Desde 2005 que a cantina da Cité Universitaire de Paris começou a dar prejuízo, algo inédito desde que abriu e incompreensível para uma cantina considerada um modelo (a melhor da Ilha de França, a região de Paris), que fornece um serviço em geral de qualidade muito aceitável tendo em vista os preços praticados. Um serviço que nunca se via nos países anglo-saxónicos (a estes preços) ou em Portugal (com esta qualidade). Esta cantina era um exemplo do Estado Social francês no seu melhor.
No ano lectivo passado tentou “salvar-se” a cantina, recorrendo à receita mais fácil: a redução drástica de custos. Houve alguns empregados antigos afastados (reformados), mas foram substituídos por outros. O problema não era excesso de pessoal.
Onde decidiram reduzir os custos foi no melhor que tinham: na qualidade (e quantidade) das refeições. Mantiveram um menu “barato”, mas com menor quantidade (menos um item à escolha) e muito pior qualidade. A escolha de pratos era mínima e só com um acompanhamento. Simultaneamente criaram um menu de qualidade comparável ao anterior, só que muito mais caro.
O resultado foi que a frequência da cantina baixou ainda mais, para números nunca vistos. Ao jantar tinha uma ocupação de menos de metade do que costumava ter (estimativa minha). Note-se que estamos a falar do único sítio onde todos os estudantes da Cité Universitaire (que não tinham um estúdio, mas um quarto com cozinha partilhada) podia jantar.
Aos fins de semana então o cenário era ainda mais desolador. Em 2004 e 2005, aos domingos, a fila para almoçar o cuscus chegava a ser perto de meia hora. Em 2005/06, o cuscus passou a prato “de luxo”. Para almoçar aos domingos não havia fila nenhuma...
Os mais radicais de entre os “redutores drásticos de custos” passaram mesmo a defender publicamente o impensável: o encerramento puro e simples da cantina. Essa hipótese chegou mesmo a ser discutida, mas não foi aprovada. O que foi aprovado, e era dado como certo no final do ano lectivo passado, foi o encerramento aos fins de semana, por falta de rentabilidade. Tirei mesmo fotografias ao último cuscus que lá comi no ano passado, julgando que era o último cuscus que lá comeria de todo.
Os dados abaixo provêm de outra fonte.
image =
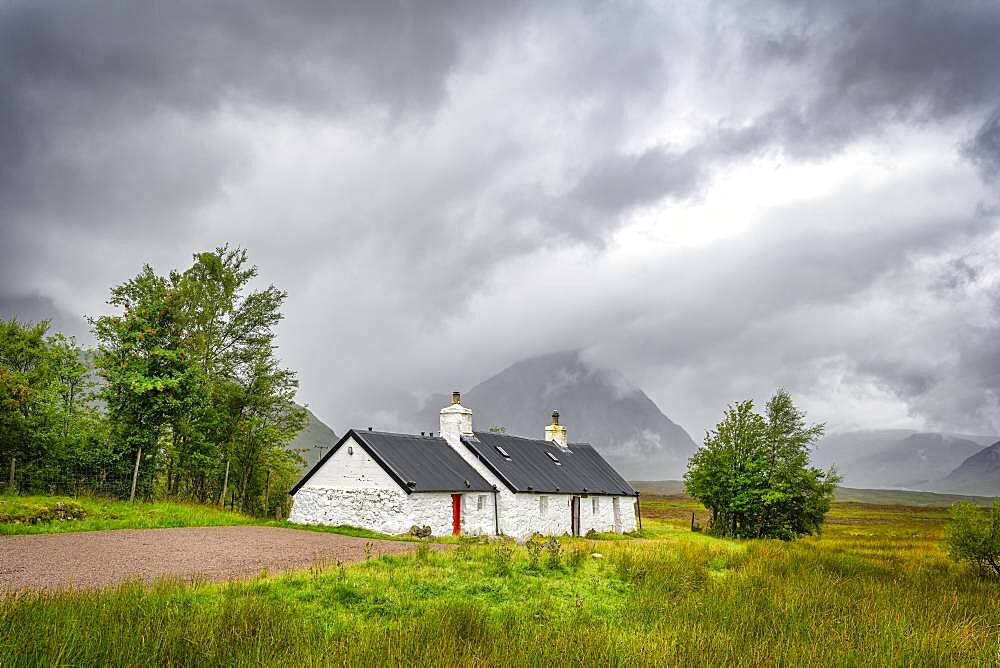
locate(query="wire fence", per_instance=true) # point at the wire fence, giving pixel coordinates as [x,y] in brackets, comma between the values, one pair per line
[71,481]
[28,479]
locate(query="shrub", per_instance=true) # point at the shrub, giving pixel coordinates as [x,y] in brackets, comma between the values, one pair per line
[578,555]
[553,554]
[420,532]
[502,556]
[535,545]
[974,536]
[57,512]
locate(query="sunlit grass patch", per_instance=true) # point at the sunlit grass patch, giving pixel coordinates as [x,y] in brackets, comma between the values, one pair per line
[862,593]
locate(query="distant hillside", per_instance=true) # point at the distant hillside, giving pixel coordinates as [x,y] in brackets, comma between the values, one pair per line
[313,441]
[597,405]
[895,458]
[979,474]
[878,497]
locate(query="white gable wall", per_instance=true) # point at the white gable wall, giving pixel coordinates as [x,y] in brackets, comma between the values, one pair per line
[344,470]
[352,488]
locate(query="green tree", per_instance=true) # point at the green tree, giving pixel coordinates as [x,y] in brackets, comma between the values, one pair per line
[149,374]
[48,422]
[974,536]
[238,433]
[752,473]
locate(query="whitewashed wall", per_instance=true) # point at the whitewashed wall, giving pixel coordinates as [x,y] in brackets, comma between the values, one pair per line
[351,467]
[391,511]
[604,519]
[384,510]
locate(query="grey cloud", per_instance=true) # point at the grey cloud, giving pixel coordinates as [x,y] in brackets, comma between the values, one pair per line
[144,133]
[984,148]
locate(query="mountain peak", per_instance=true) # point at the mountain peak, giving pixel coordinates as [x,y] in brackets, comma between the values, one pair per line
[597,404]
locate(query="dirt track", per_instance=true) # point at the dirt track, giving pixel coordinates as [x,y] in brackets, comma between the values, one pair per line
[95,559]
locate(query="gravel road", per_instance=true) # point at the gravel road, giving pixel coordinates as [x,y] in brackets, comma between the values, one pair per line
[96,559]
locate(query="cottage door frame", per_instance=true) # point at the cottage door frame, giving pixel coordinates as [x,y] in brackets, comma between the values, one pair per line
[456,514]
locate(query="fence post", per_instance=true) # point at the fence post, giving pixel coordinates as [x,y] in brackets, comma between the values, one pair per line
[135,475]
[225,484]
[267,490]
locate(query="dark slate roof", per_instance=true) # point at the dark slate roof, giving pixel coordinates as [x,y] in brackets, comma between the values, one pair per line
[529,466]
[416,463]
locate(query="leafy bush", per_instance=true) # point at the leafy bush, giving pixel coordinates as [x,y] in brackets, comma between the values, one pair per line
[974,536]
[59,511]
[535,544]
[753,475]
[420,532]
[502,556]
[553,554]
[578,555]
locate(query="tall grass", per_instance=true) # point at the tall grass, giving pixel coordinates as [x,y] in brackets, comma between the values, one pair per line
[21,515]
[880,594]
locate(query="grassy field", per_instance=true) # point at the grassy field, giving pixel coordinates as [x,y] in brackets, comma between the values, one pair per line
[875,589]
[47,514]
[50,514]
[896,497]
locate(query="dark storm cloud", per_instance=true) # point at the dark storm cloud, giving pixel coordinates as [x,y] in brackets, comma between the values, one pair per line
[984,148]
[393,160]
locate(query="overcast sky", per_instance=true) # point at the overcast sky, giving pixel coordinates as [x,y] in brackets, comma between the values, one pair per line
[715,198]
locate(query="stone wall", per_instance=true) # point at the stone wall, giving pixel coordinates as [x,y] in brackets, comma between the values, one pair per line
[391,511]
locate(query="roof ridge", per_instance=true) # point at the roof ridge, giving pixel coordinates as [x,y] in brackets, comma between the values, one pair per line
[392,433]
[526,438]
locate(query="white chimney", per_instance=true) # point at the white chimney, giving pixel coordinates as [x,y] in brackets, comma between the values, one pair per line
[556,432]
[456,421]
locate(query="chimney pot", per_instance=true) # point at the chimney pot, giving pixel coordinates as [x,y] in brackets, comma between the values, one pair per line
[555,432]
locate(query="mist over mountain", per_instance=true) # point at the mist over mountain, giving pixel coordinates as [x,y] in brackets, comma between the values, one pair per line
[979,474]
[896,458]
[598,406]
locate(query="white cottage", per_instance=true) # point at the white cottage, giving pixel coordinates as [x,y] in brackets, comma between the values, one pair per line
[466,482]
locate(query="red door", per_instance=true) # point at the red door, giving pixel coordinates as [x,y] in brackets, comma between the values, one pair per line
[456,514]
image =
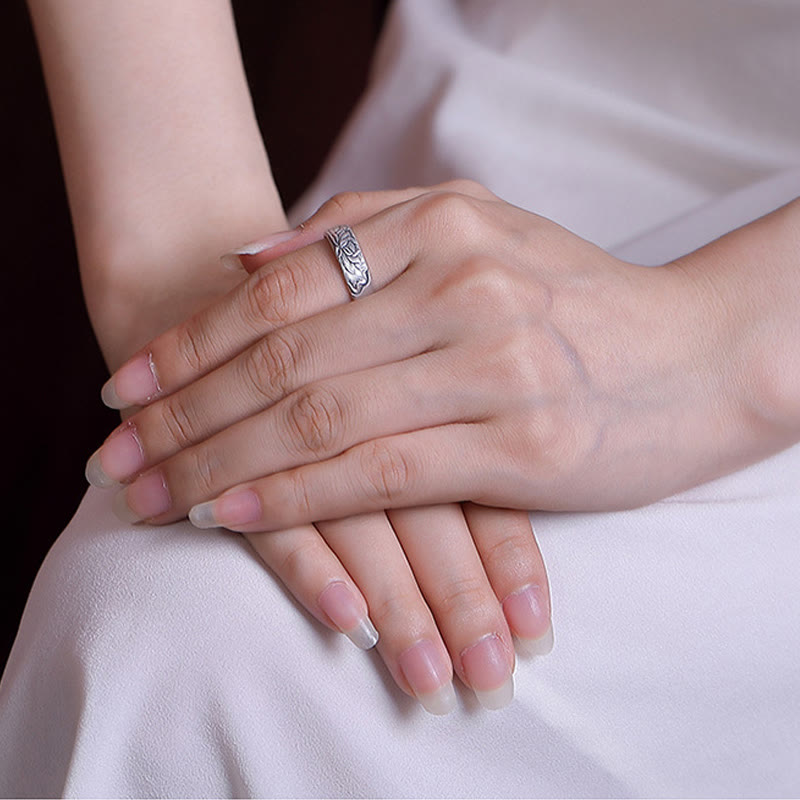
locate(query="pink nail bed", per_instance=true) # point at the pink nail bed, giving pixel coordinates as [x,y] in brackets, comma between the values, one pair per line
[427,671]
[486,664]
[424,667]
[527,612]
[348,614]
[148,496]
[122,455]
[233,260]
[133,384]
[341,606]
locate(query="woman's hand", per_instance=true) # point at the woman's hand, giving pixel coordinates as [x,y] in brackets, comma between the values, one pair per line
[445,586]
[503,360]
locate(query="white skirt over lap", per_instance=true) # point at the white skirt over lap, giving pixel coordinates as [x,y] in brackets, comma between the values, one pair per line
[168,662]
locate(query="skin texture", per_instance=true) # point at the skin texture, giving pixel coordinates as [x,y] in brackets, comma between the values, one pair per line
[501,359]
[159,188]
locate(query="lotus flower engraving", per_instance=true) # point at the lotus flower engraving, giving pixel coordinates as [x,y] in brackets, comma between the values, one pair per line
[351,259]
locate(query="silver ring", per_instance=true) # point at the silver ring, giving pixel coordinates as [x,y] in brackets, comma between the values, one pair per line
[351,259]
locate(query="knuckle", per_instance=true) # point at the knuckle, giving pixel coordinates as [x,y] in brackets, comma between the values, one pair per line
[194,346]
[468,187]
[293,566]
[395,611]
[178,421]
[270,366]
[272,296]
[388,472]
[342,205]
[315,418]
[458,216]
[482,284]
[204,467]
[298,493]
[508,550]
[463,595]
Cheguei agora e verifiquei com agrado que a filosofia de redução cega de custos mudou. Embora se mantenha o menu “barato” e o “menos barato”, a qualidade do primeiro melhorou substancialmente, para níveis próximos dos de 2004 e 2005. A cantina continua aberta aos fins de semana e o tradicional cuscus de domingo até passou a ser prato “barato”. Mais: a cantina agora, ao fim de semana, até passou a estar aberta todo o dia! (E não só ao almoço e ao jantar.) O que é que eles concluíram?
Que os estudantes ao fim se demana têm um horário mais flexível. Provavelmente não querem almoçar tão cedo (mesmo se os almoços são servidos todos os dias até às 14:30). Que fizeram então? A partir desta hora, aos sábados e domingos, passam a servir só um ou dois pratos (sempre os mesmos, de carne grelhada). É muito útil para quem, como eu, só chegou do aeroporto depois das três. E fiquei surpreendido com a quantidade de pessoas que encontrei a almoçar a essa hora! A outra redução foi na escolha de pratos do fim de semana: é mais limitada que durante a semana. Mas a cantina continua aberta aos fins de semana, e pelo movimento que lá tenho visto parece-me bem rentável.
Moral da história? Varios. Por um lado, atender às necessidades efectivas dos utentes e não se limitar a uma redução cega de custos é indispensável para a manutenção de um Estado Social. Por outro, esta manutenção tem que ser um objectivo de todos, e exige cooperação de todos. Não acompanhei o processo, mas imagino que os sindicatos mais conservadores não hão-de ter achado graça nenhuma a alguns (pouquíssimos) trabalhadores passarem a trabalhar ao sábado e domingo à tarde (só a cozinhar, servir e vender senhas; os pratos ficam para lavar mais tarde). Ainda bem que chegaram todos a um acordo. E voltei a comer o meu cuscus.